Department of Health Promotion and Human Behavior, Kyoto University Graduate School of Medicine / School of Public Health, Yoshida Konoe cho, Sakyo-ku, Kyoto, Japan.
Department of Nephrology and Dialysis, Kyoritsu Hospital, Chuo-cho 16-5, Kawanishi, Hyogo, Japan.
Endocrine. 2022 Jan;75(1):40-47. doi: 10.1007/s12020-021-02926-4. Epub 2021 Nov 2.

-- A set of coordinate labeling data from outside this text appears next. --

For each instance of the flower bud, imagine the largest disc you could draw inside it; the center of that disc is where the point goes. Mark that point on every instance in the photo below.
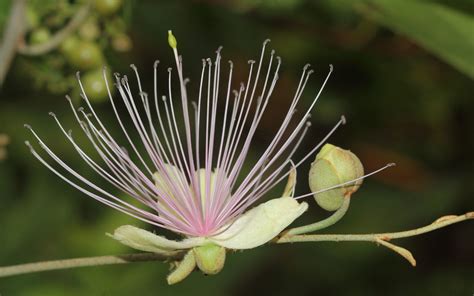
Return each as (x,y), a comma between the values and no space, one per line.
(210,258)
(331,167)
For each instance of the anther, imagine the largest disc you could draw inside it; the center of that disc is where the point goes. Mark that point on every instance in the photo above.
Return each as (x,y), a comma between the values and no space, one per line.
(343,119)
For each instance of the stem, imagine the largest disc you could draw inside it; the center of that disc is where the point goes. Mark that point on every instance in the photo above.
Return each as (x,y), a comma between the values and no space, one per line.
(14,31)
(439,223)
(336,216)
(82,262)
(43,48)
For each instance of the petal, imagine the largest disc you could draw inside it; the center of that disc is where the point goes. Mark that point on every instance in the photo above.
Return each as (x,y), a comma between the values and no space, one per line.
(260,224)
(143,240)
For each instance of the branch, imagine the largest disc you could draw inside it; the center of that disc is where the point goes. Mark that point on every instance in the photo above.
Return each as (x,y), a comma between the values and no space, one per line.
(88,261)
(59,36)
(380,238)
(14,30)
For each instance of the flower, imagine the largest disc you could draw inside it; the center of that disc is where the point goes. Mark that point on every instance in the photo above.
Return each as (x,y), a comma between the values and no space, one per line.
(190,178)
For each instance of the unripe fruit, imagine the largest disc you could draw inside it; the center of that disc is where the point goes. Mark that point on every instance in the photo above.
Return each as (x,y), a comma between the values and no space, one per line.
(94,85)
(85,55)
(210,258)
(40,35)
(107,7)
(334,166)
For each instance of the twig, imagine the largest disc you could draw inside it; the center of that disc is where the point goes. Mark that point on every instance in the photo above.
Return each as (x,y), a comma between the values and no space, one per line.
(88,261)
(58,37)
(380,238)
(14,31)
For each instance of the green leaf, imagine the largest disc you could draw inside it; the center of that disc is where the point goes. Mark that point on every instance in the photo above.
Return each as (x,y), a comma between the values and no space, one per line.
(445,32)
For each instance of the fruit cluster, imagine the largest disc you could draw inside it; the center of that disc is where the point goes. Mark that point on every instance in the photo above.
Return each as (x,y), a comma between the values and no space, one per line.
(101,31)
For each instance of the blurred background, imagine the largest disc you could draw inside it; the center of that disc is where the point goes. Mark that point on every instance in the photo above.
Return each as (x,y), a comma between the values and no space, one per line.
(403,77)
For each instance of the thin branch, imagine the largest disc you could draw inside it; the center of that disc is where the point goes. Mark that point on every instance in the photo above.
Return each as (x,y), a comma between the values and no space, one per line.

There is some evidence that women born preterm or with low birth weight (LBW) have an increased future risk of gestational diabetes mellitus (GDM) during pregnancy; however, a quantitative summary of evidence is lacking. In this systematic review and meta-analysis, we examined the published data to investigate whether being born preterm, with LBW or small for gestational age (SGA) are associated with GDM risk.
We searched the MEDLINE, Embase, and CINAHL databases and study registries, including ClinicalTrials.gov and ICTRP, from launch until 29 October 2020. Observational studies examining the association between birth weight or gestational age and GDM were eligible. We pooled the odds ratios and 95% confidence intervals using the DerSimonian and Laird random-effects model.

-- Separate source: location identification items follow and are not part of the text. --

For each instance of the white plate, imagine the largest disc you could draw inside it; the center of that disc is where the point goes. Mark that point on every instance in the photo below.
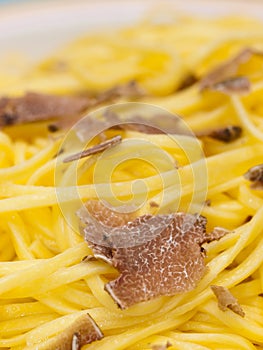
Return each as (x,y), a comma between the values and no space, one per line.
(37,27)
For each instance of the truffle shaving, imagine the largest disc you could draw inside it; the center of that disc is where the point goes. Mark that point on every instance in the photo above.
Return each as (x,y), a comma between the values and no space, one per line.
(255,175)
(223,77)
(237,85)
(95,149)
(226,300)
(82,331)
(227,134)
(155,255)
(34,107)
(161,347)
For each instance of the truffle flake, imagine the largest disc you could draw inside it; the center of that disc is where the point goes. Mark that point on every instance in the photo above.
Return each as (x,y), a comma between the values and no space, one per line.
(36,107)
(82,331)
(226,300)
(223,77)
(236,85)
(155,255)
(161,347)
(95,149)
(226,134)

Eighteen studies were included (N = 827,382). The meta-analysis showed that being born preterm, with LBW or SGA was associated with increased risk of GDM (pooled odds ratio = 1.84; 95% confidence interval: 1.54-2.20; I = 78.3%; τ = 0.07). Given a GDM prevalence of 2.0, 10, and 20%, the absolute risk differences were 1.6%, 7.0%, and 11.5%, respectively. The certainty of the evidence was low due to serious concerns of risk of bias and publication bias.
Women born prematurely, with LBW or SGA status, may be at increased risk for GDM. However, whether this should be considered in clinical decision-making depends on the prevalence of GDM.
有证据表明,早产儿或低出生体重(LBW)的女性在怀孕期间患妊娠糖尿病(GDM)的风险增加;然而,目前缺乏对此类证据的定量总结。在本系统评价和荟萃分析中,我们查阅了已发表的数据,以调查是否早产、LBW 或小于胎龄儿(SGA)与 GDM 风险相关。
我们检索了 MEDLINE、Embase 和 CINAHL 数据库以及研究注册处,包括 ClinicalTrials.gov 和 ICTRP,检索时间截至 2020 年 10 月 29 日。符合条件的观察性研究是指检查出生体重或胎龄与 GDM 之间关联的研究。我们使用 DerSimonian 和 Laird 随机效应模型汇总了比值比和 95%置信区间。
纳入了 18 项研究(N=827382)。荟萃分析表明,早产、LBW 或 SGA 与 GDM 风险增加相关(汇总比值比=1.84;95%置信区间:1.54-2.20;I=78.3%;τ=0.07)。在 GDM 患病率为 2.0%、10%和 20%的情况下,绝对风险差异分别为 1.6%、7.0%和 11.5%。由于存在严重的偏倚风险和发表偏倚问题,证据的确定性较低。
早产儿、LBW 或 SGA 的女性可能面临更高的 GDM 风险。然而,在临床决策中是否应考虑这一点,取决于 GDM 的患病率。